Pictured, Stone 21 in the western sector of Stonehenge. According to the monument’s website, Stonehenge was built in four stages
English Heritage explains: ‘At Stonehenge on the summer solstice, the sun rises behind the Heel Stone in the north-east part of the horizon and its first rays shine into the heart of Stonehenge.
‘Observers at Stonehenge at the winter solstice, standing in the enclosure entrance and facing the centre of the stones, can watch the sun set in the south-west part of the horizon.’
Professor Darvill thinks dwellers at the famous henge not only used to track times of the year, but days of the month too.
‘What they did I think was simply to mark the days represented by the stone,’ he told MailOnline.
‘We have some later prehistoric calendars where they list the days and have a hole next to each so they could mark them with a peg.
‘I think something similar would have happened at Stonehenge, perhaps using a small stone or a wooden peg.’
Professor Darvill also thinks the calendar could mark the 12 monthly cycles of 30 days each – adding up to a year.
But the astronomers counter this calling the device ‘unknown’ and saying that the 12 months are not represented by the monument.
Professor Darvill ultimately thinks the new paper ‘picks away at the corners with a series of assertions supported only by the content of their own previous publications’.

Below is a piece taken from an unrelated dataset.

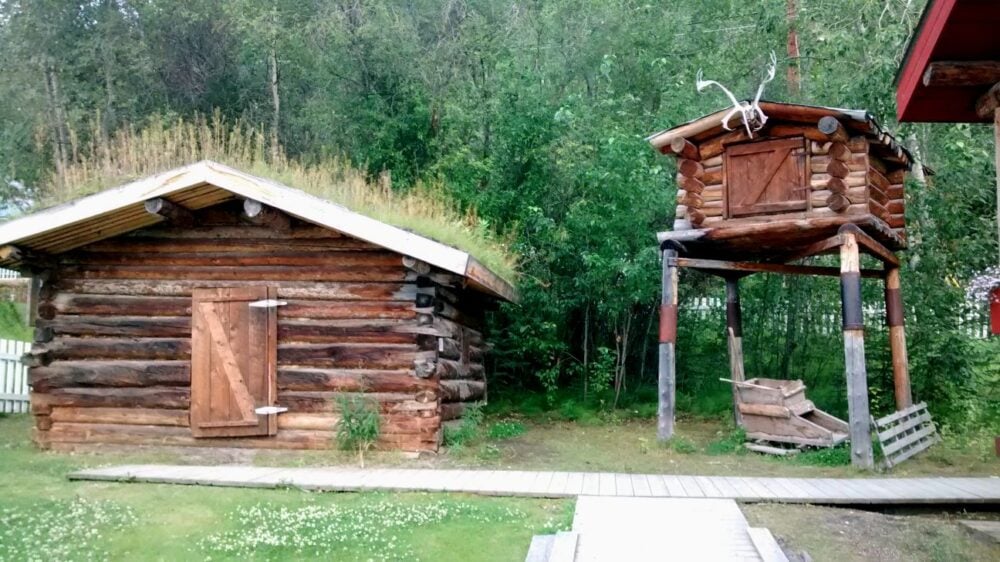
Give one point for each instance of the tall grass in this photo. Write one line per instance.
(130, 154)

‘They also fall into the trap that has caught many archaeo-astronomers – the idea that prehistoric people worked at a high level of precision,’ he told MailOnline.
‘They didn’t, they used observations, posts, and pieces of string – the theodolite and compass had yet to be invented.’
Although no one can be certain why Stonehenge was built, a school of thought that it served as an ancient calendar has long existed – but the British expert pinpointed how it likely functioned.
Other theories include that it was a cult centre for healing, a temple, a place where ancestors were worshipped or even a graveyard.
MailOnline has contracted Dr Magli and Professor Belmonte about any theories they might have surrounding Stonehenge’s purpose.
Their new paper has been published in the journal Antiquity.